Art is a great part of healing, of action for justice, of finding tribe. Art can hurt as much as it heals, and there are pieces that should do that – that should make you feel a tremendous empathy for those whose pain is perhaps otherwise unknowable.
I found that being in the Genocide exhibit gallery at the Holocaust Museum Houston was difficult. To enter the museum was difficult, itself, because one must cross great stone memorials for communities lost to the scourge of the mid-twentieth century, and I knew some of them. It hurt to look at the names carved in stone, some of them too far up the building for me to make out the words. Inside the Gallery, dozens of works placed the full spectrum of cruelty, hatred, pain, and destruction that man can inflict front and center.
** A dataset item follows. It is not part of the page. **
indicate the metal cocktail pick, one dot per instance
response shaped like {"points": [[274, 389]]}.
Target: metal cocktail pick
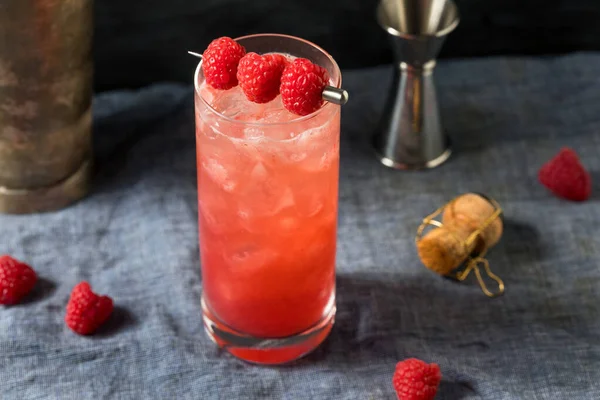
{"points": [[331, 94], [410, 135]]}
It’s a terrible thing to see, but it is a necessary thing to witness, just as it is necessary to witness that Holocaust Museum community memorial wall, or the Vietnam Wall, or the Ghost Bicycles that haunt certain intersections here in Houston. This is what we do to one another. This is the worst of us, brought into the light by the actions of a few who somehow manage to pull a striking beauty or a frail hope out of the darkness.
Art can change us, hopefully for the better. Art can begin the conversation, or continue it. And the conversation must continue. No injustice is solved, or cause served, by silence in the face of it. It’s more important than ever, now, that artists and communities create beauty, cultivate memory, and document horror.
Music creates a visceral emotional reaction in me sometimes. Today, on this Remembrance Day, which in the States is Veterans Day, I listened to this song, and to “And the Band Played Waltzing Matilda,” both by Eric Bogle, and I just cried. Art can also be catharsis, leading to new strength and resolve.
May there be peace, true peace found in the presence of justice, and until then may we have the strength to fight against the inhumanity on display all around us.